Acacia lachnophylla is a species of flowering plant in the family Fabaceae and is endemic to a small area in the south-west of Western Australia. It is a prostrate, spreading or domed shrub with densely hairy branchlets, linear, straight to slightly curved, subterete to flat phyllodes, spherical heads of golden yellow flowers and linear to ring-shaped or coiled black pods.

==Description==
Acacia lachnophylla is a prostrate, spreading or domed shrub that typically grows to a height of 0.1–1.0 m and has densely hairy branchlets. Its phyllodes are sometimes crowded, straight to slightly curved, subterete to flat, 10–20 mm long and 0.7–1.0 mm wide. The phyllodes are usually hairy with one vein on each side, no prominent midrib and an inconspicuous gland usually 4–12 mm above the pulvinus. The flowers are usually borne in two spherical heads in axils on glabrous peduncles 7–17 mm long, each head with 20 to 32 golden yellow flowers. Flowering occurs from August to October, and the pods are linear to ring-shaped or coiled, 2.0–2.5 mm wide, black, glabrous and crusty to leathery. The seeds are oblong to broadly elliptic, 2.0–2.5 mm long and mottled, with a thick aril.

==Taxonomy==
Acacia lachnophylla was first formally described in 1882 by Ferdinand von Mueller in his Southern Science Record from specimens collected "between Esperance-Bay and Fraser's Range" by Andrew Dempster (1843–1909). The specific epithet (lachnophylla) means 'soft wool-leaved'.

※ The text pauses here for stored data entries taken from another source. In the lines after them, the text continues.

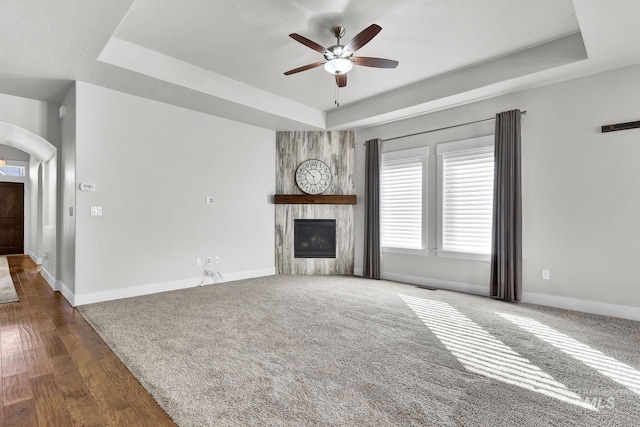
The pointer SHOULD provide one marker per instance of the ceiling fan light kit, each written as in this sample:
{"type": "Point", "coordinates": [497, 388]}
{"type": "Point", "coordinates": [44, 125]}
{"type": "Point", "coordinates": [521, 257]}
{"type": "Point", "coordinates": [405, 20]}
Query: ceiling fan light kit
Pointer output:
{"type": "Point", "coordinates": [339, 59]}
{"type": "Point", "coordinates": [338, 66]}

==Distribution and habitat==
This species of wattle grows in clay loam and sandy or gravelly soils on undulating plains, flats and low rises between Peak Charles National Park, Norseman and Grass Patch and around Ravensthorpe in the Coolgardie, Esperance Plains and Mallee bioregions of south-western Western Australia.

==Conservation status==
Acacia lachnophylla is listed as 'not threatened' by the Government of Western Australia Department of Parks and Wildlife.